Property Off-Planet? The logistics of accessing and leveraging in-space resources

October 24, 2017
Author
Chad Anderson
Kelsey Tollefson
October 24, 2017
Authors
Chad Anderson
Kelsey Tollefson

In 2009, SpaceX launched its first commercial cargo for NASA, setting in motion what we like to call the Entrepreneurial Space Age. This new era in space exploration has led to momentous change, not only within the established aerospace industry, but also across a much broader spectrum of human society. In the minds of many observers, outer space is no longer imagined as an abstract concept; a vague and mostly-impenetrable final frontier; but rather as a very real, accessible arena in which human innovation and technological progress can truly blossom. Thanks to the audacious successes of private launch providers, for example, people are recognizing that access to space is no longer restricted to government superpowers. In the wake of the CubeSat revolution, the barriers to enter space are lower than ever before—and with this access comes a proliferation of new business applications and ideas. For the first time in history, outer space has become an ideologically, if not practically, accessible resource in the eyes of many people.  

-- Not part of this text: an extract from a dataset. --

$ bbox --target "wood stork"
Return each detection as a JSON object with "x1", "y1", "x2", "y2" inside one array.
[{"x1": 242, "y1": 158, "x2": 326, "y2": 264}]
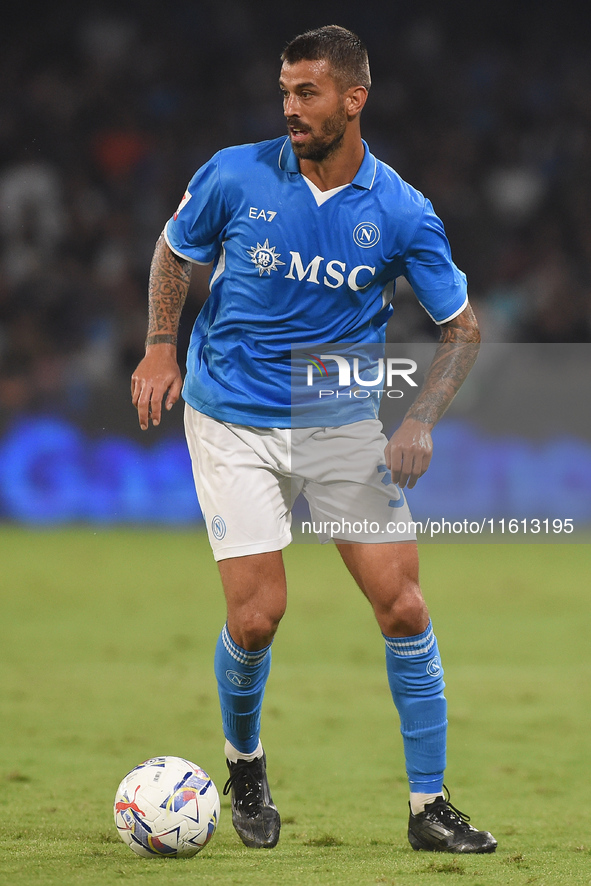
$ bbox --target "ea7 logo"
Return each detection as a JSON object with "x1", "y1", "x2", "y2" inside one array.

After crossing this threshold, the entrepreneurial space industry is poised to take its next practical steps towards harnessing the resources of space—and towards employing these resources in situ to create rocket fuel, life support systems, and ultimately construct in-space habitats. Multiple enterprising ventures have built their business plans around the extraction and use of in-space resources: namely, extraterrestrial water (like the ice found at the Moon’s poles), minerals, and metals present in near-Earth asteroid bodies. However, with any new frontier comes logistical—and legal—complications to ensuring that commerce can operate smoothly and fairly. When it comes to establishing property rights and “land use” permits off-planet, the space industry is faced with an unprecedented challenge—but modern legislation and emerging data-sharing technologies may provide a solution.

The history of property rights in space, while fairly limited, is also downright goofy.

Image credit: PopSci

Have you heard of a Nevada resident named Dennis M. Hope? How about The Lunar Embassy of the Galactic Government—no? As space enthusiasts and investors, you really should be familiar with the infamous man who has spent nearly thirty years becoming Earth’s most successful interplanetary real estate agent.

In 1980, a freshly-divorced and financially-bereft Hope was looking for a way to make some cash in the high-stakes world of property development. Given the fact that he owned no terrestrial property, Mr. Hope began thinking outside the box—way, way outside. Hope recalled an international agreement called the Space Act of 1967 (the Outer Space Treaty); specifically, the treaty’s Article II, which states that “outer space, including the moon and other celestial bodies, is not subject to national appropriation by claim of sovereignty, by means of use or occupation, or by any other means.” Do you spot the loophole? Hope, being an ambitious and creative sort of person, certainly did—for while the Treaty ostensibly bars national governments from claiming ownership of property in space, the document makes no mention of an individual’s right to stake a claim.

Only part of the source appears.